Publié le 15/04/2010 // 3014 lectures

Le président de l'Eurogroupe Jean-Claude Juncker n'a pas pris de gants lorsqu'il s'est exprimé ce jeudi dans le quotidien Financial Times Deutschland. Il s'est inquiété des "grandes réticences" en matière européenne de l'Allemagne, notamment en ce qui concerne l'aide à la Grèce.

D'une manière plus globale, Jean-Claude Juncker regrette que les dirigeants européens "dénigrent les réussites de l'Europe".

"Nous ne sommes pas capables d'accomplir de nouveaux succès, car nous ne sommes pas fiers des succès que nous avons déjà atteint", a-t-il estimé dans cette interview.
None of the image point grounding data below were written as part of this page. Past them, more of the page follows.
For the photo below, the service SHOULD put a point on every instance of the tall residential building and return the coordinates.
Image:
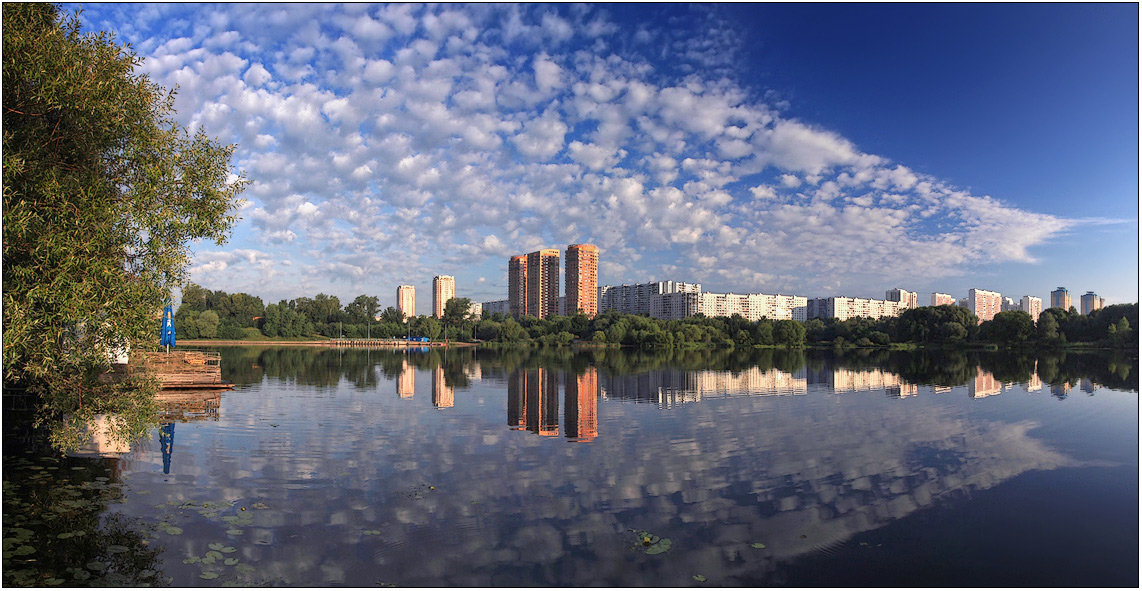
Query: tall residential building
(407, 300)
(1031, 306)
(543, 283)
(942, 299)
(1060, 298)
(984, 304)
(582, 280)
(517, 285)
(907, 299)
(1091, 301)
(443, 289)
(497, 307)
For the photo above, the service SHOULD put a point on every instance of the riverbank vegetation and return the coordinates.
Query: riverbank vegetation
(103, 194)
(216, 314)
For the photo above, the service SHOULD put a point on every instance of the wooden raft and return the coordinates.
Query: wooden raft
(183, 370)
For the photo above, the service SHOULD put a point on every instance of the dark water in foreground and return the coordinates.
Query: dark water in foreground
(603, 468)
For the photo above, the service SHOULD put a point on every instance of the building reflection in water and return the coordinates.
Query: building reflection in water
(580, 406)
(983, 385)
(443, 396)
(533, 403)
(167, 444)
(407, 380)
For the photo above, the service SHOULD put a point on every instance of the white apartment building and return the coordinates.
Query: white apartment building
(942, 299)
(844, 308)
(908, 299)
(497, 307)
(636, 299)
(750, 306)
(1032, 306)
(984, 304)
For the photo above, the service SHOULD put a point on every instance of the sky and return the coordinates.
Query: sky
(810, 150)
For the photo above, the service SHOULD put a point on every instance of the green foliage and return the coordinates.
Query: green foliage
(103, 194)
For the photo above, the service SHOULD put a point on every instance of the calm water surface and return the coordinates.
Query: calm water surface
(370, 468)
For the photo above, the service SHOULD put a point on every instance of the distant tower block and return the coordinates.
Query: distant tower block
(407, 300)
(443, 289)
(544, 283)
(582, 280)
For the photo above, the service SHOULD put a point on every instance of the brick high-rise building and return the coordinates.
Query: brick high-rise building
(517, 285)
(543, 283)
(407, 300)
(443, 289)
(1060, 298)
(582, 280)
(906, 298)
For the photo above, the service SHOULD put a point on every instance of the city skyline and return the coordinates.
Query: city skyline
(739, 146)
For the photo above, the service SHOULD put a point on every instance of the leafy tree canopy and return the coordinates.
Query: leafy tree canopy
(103, 194)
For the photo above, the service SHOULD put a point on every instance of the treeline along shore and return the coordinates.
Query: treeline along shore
(215, 316)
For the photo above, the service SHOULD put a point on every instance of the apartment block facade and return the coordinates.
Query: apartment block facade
(1032, 306)
(984, 304)
(1091, 301)
(517, 285)
(543, 283)
(844, 308)
(497, 307)
(907, 299)
(582, 280)
(443, 289)
(1060, 298)
(407, 300)
(636, 299)
(942, 299)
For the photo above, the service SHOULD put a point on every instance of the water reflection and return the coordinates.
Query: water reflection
(350, 485)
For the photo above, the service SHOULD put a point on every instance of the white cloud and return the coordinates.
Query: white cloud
(519, 127)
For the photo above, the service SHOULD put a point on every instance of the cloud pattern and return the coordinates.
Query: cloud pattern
(386, 144)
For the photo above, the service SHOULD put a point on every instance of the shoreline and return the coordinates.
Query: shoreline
(324, 342)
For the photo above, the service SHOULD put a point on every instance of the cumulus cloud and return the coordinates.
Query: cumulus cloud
(519, 127)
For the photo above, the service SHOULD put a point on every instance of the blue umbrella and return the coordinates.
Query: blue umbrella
(167, 336)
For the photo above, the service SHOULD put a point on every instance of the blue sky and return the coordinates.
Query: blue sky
(817, 150)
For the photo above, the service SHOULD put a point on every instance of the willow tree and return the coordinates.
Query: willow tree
(103, 194)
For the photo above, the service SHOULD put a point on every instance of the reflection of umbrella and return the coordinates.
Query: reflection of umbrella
(167, 336)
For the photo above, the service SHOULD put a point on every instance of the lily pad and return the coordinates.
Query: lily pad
(662, 545)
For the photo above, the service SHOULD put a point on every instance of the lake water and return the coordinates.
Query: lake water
(367, 468)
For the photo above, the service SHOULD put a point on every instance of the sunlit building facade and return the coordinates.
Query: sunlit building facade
(942, 299)
(517, 285)
(582, 280)
(984, 304)
(443, 289)
(1091, 301)
(907, 299)
(1060, 298)
(1031, 306)
(407, 300)
(844, 308)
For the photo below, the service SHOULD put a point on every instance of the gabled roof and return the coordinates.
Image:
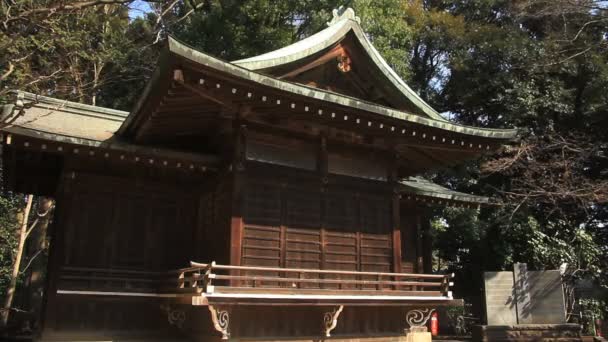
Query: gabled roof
(179, 55)
(54, 125)
(344, 23)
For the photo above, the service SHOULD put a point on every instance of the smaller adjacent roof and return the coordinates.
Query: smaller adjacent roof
(420, 187)
(344, 22)
(56, 124)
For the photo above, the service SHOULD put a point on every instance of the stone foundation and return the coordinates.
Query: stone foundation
(528, 332)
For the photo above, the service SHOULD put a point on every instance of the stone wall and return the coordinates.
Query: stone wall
(528, 332)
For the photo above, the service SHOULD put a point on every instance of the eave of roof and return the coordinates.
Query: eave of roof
(184, 51)
(418, 186)
(337, 30)
(62, 122)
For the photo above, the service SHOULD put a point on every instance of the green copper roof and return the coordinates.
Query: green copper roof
(182, 50)
(59, 121)
(344, 22)
(421, 187)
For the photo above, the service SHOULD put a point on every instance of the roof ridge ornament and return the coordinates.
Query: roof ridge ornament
(343, 13)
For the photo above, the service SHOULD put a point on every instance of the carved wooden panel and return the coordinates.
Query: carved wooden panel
(112, 223)
(300, 226)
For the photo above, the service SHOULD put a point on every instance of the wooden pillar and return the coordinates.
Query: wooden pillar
(397, 257)
(56, 255)
(238, 169)
(427, 244)
(396, 215)
(419, 247)
(322, 169)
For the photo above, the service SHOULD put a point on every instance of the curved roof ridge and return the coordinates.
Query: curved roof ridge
(185, 51)
(340, 25)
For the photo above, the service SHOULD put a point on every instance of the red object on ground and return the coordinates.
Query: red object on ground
(434, 324)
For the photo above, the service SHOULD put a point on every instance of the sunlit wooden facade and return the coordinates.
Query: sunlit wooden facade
(267, 198)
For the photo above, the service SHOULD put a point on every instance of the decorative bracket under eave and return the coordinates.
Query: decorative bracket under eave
(175, 317)
(330, 320)
(221, 321)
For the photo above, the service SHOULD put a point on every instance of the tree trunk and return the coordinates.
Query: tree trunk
(36, 253)
(10, 293)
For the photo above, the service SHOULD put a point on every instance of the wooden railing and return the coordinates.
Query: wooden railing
(214, 278)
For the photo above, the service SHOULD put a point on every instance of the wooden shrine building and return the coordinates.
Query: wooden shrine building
(270, 198)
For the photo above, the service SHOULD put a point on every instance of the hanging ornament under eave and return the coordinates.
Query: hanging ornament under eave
(344, 63)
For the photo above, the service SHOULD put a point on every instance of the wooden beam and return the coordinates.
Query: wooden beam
(332, 54)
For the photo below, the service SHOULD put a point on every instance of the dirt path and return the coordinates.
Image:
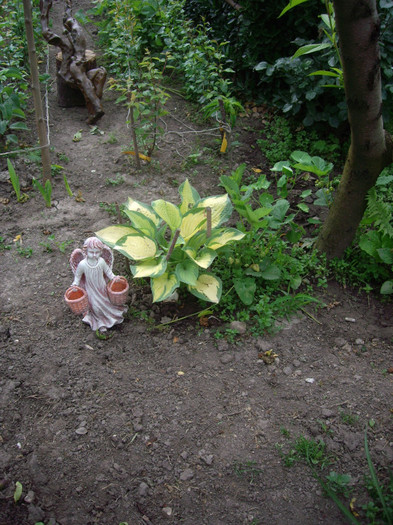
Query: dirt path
(168, 426)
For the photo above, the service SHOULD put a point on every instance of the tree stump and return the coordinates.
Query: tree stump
(69, 96)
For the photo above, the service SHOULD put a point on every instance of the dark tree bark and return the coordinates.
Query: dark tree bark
(371, 147)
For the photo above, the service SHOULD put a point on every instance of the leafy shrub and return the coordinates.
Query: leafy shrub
(180, 256)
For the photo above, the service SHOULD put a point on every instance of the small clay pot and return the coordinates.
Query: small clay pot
(76, 298)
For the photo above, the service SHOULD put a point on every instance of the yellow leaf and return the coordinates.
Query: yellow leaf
(224, 143)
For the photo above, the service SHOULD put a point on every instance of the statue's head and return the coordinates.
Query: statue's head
(92, 243)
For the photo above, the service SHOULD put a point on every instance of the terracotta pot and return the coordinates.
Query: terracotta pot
(76, 298)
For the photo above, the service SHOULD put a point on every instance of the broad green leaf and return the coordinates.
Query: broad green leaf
(208, 287)
(168, 212)
(310, 48)
(271, 273)
(145, 209)
(187, 272)
(280, 209)
(205, 257)
(221, 208)
(164, 286)
(142, 222)
(290, 5)
(136, 246)
(192, 222)
(222, 236)
(386, 255)
(303, 207)
(149, 268)
(279, 166)
(245, 288)
(301, 157)
(189, 196)
(112, 234)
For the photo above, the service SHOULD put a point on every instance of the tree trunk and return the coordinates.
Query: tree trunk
(371, 148)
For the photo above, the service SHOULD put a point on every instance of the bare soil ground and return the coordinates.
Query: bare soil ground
(168, 426)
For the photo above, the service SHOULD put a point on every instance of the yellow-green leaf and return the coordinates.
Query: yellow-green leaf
(208, 287)
(112, 234)
(149, 268)
(137, 247)
(147, 210)
(168, 212)
(141, 222)
(221, 208)
(164, 286)
(189, 196)
(205, 257)
(222, 236)
(187, 272)
(192, 222)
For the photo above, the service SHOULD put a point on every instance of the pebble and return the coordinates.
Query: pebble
(263, 345)
(226, 358)
(143, 489)
(187, 474)
(81, 431)
(29, 498)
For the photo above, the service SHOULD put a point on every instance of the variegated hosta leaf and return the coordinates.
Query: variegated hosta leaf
(168, 212)
(205, 257)
(112, 234)
(137, 247)
(222, 236)
(221, 207)
(208, 287)
(187, 272)
(141, 222)
(192, 222)
(145, 209)
(149, 267)
(189, 196)
(163, 286)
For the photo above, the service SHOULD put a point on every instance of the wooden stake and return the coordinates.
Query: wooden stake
(35, 87)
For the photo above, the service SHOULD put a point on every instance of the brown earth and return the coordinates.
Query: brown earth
(168, 426)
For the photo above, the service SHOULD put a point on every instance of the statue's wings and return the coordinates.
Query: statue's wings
(107, 255)
(75, 259)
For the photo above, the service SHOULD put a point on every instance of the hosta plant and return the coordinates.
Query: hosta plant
(175, 245)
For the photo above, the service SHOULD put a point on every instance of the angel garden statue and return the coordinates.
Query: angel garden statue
(94, 278)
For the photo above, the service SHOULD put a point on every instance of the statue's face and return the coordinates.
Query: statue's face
(93, 253)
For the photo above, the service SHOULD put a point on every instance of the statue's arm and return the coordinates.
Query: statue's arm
(78, 275)
(108, 272)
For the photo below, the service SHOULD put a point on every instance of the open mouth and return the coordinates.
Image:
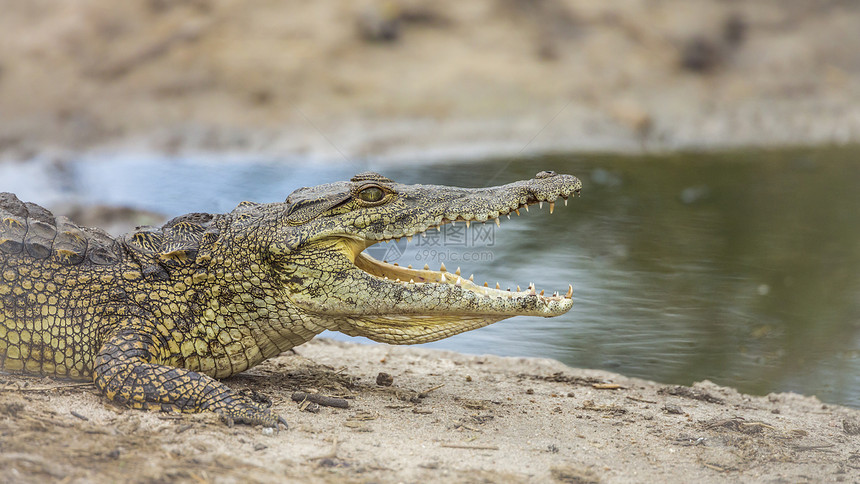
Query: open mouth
(414, 278)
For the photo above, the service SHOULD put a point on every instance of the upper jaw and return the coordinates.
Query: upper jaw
(473, 205)
(481, 205)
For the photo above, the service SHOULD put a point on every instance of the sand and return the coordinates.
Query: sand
(446, 417)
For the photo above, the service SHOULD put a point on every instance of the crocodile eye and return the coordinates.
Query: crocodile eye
(371, 194)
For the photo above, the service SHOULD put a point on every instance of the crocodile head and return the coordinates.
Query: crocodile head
(319, 257)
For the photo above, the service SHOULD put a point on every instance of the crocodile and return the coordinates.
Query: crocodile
(155, 318)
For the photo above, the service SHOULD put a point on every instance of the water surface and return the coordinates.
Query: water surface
(741, 268)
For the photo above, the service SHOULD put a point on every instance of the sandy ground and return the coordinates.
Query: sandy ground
(447, 417)
(404, 79)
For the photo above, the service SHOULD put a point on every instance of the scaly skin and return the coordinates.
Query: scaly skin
(155, 317)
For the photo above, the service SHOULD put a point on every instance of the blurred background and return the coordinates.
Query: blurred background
(718, 235)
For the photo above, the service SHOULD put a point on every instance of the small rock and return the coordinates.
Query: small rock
(673, 409)
(851, 427)
(700, 55)
(384, 379)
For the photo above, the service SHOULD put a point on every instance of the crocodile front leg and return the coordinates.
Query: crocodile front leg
(128, 371)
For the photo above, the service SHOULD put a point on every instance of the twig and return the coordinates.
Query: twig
(472, 447)
(320, 399)
(427, 391)
(605, 386)
(82, 417)
(635, 399)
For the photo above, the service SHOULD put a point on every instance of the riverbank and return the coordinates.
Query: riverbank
(445, 417)
(402, 80)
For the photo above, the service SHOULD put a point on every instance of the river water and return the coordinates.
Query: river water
(742, 268)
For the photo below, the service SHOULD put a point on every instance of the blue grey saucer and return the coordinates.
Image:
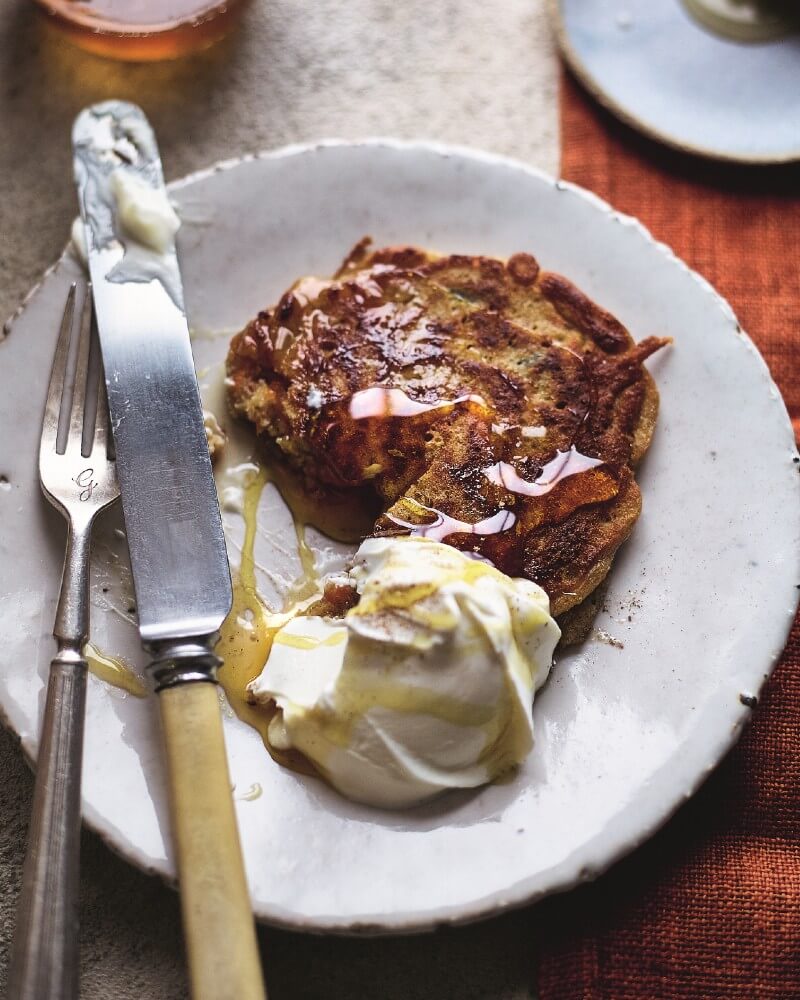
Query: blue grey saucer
(666, 73)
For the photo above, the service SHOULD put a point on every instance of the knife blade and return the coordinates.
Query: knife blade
(172, 519)
(173, 526)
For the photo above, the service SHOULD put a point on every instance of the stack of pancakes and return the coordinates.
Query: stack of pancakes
(484, 403)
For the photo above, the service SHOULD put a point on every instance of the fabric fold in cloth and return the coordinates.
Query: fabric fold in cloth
(710, 908)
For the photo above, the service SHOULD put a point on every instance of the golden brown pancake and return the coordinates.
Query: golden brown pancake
(480, 402)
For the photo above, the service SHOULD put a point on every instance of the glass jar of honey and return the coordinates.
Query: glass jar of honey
(138, 30)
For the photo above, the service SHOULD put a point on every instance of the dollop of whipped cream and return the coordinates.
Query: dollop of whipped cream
(426, 684)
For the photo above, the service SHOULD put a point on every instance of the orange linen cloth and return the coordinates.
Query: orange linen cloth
(710, 908)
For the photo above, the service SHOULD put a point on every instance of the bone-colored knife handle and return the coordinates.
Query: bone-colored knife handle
(44, 962)
(219, 929)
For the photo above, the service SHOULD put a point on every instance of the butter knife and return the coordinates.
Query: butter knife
(172, 520)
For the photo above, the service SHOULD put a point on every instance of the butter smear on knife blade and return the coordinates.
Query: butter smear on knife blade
(426, 684)
(145, 214)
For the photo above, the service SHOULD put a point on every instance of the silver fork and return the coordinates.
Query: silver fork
(80, 481)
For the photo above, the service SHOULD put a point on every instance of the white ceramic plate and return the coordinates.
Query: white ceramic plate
(658, 69)
(701, 598)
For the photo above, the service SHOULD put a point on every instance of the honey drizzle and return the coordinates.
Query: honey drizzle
(113, 671)
(248, 632)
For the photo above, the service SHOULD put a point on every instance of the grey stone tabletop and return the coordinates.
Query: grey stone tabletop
(466, 71)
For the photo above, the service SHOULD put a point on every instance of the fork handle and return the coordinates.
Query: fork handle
(44, 962)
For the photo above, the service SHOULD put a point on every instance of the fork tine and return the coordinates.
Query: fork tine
(81, 375)
(100, 441)
(55, 389)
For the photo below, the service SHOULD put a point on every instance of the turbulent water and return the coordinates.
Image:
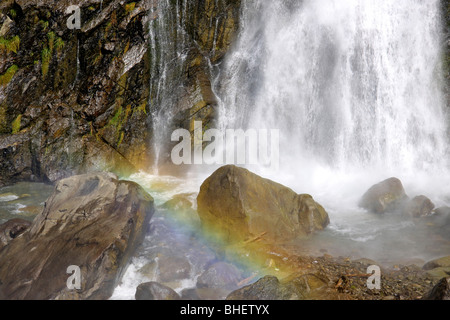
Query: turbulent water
(168, 45)
(355, 89)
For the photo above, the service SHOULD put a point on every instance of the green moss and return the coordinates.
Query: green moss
(16, 124)
(46, 56)
(13, 13)
(44, 24)
(10, 45)
(130, 7)
(51, 40)
(8, 75)
(4, 125)
(116, 119)
(59, 45)
(122, 134)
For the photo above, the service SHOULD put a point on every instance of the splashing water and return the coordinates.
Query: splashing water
(355, 89)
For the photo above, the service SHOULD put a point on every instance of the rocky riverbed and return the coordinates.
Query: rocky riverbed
(178, 259)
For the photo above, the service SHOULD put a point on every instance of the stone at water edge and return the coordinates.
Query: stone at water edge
(441, 291)
(12, 229)
(93, 221)
(443, 262)
(237, 205)
(419, 206)
(294, 287)
(220, 275)
(155, 291)
(388, 195)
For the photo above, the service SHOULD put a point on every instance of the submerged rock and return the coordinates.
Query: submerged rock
(385, 196)
(443, 262)
(93, 221)
(155, 291)
(237, 204)
(419, 206)
(295, 287)
(220, 275)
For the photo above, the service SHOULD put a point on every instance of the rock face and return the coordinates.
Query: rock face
(419, 206)
(385, 196)
(93, 221)
(440, 291)
(73, 101)
(155, 291)
(12, 229)
(237, 204)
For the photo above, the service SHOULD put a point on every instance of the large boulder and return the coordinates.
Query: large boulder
(388, 195)
(236, 205)
(92, 221)
(294, 287)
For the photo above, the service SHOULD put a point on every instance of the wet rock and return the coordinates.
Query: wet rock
(443, 262)
(173, 268)
(12, 229)
(93, 221)
(155, 291)
(237, 205)
(441, 291)
(190, 294)
(295, 287)
(385, 196)
(267, 288)
(181, 207)
(419, 206)
(220, 275)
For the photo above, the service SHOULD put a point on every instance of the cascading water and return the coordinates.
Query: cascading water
(355, 89)
(348, 83)
(168, 42)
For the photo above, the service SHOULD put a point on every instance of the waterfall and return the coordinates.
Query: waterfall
(168, 48)
(353, 86)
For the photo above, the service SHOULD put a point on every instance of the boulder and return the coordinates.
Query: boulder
(12, 229)
(443, 262)
(220, 275)
(236, 204)
(92, 221)
(385, 196)
(294, 287)
(419, 206)
(155, 291)
(441, 291)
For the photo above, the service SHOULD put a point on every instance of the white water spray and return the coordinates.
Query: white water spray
(352, 85)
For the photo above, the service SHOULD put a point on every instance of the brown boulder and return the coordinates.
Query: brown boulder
(385, 196)
(93, 221)
(236, 204)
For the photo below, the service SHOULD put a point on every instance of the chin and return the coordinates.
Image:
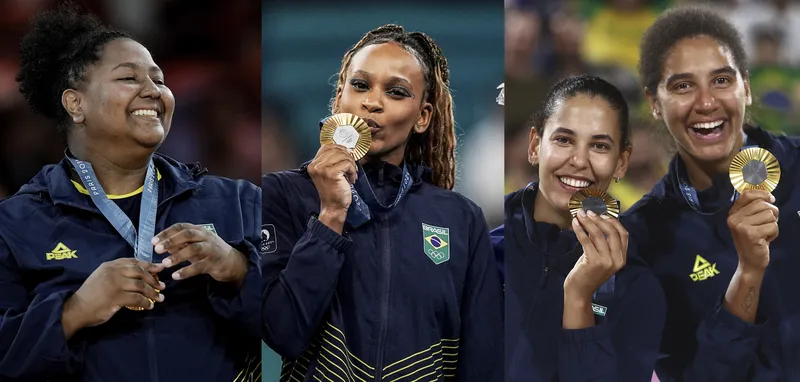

"Nous nous sommes habitués à toujours nous plaindre", ce qui donne aux citoyens l'image d'une Union européenne réduite à "une bagarre générale plutôt qu'une destinée commune harmonieuse".

Le président de l'Eurogroupe plaide pour un renforcement de la coopération en Europe, sous la forme par exemple d'une armée européenne commune ou d'un impôt. "Si on avait un impôt européen, il y aurait moins de disputes au sujet du financement du budget de l'Union", juge-t-il. Mais dans le contexte actuel, de tels projets ne sont pas prêts de s'imposer, reconnaît-il. AFP/AL.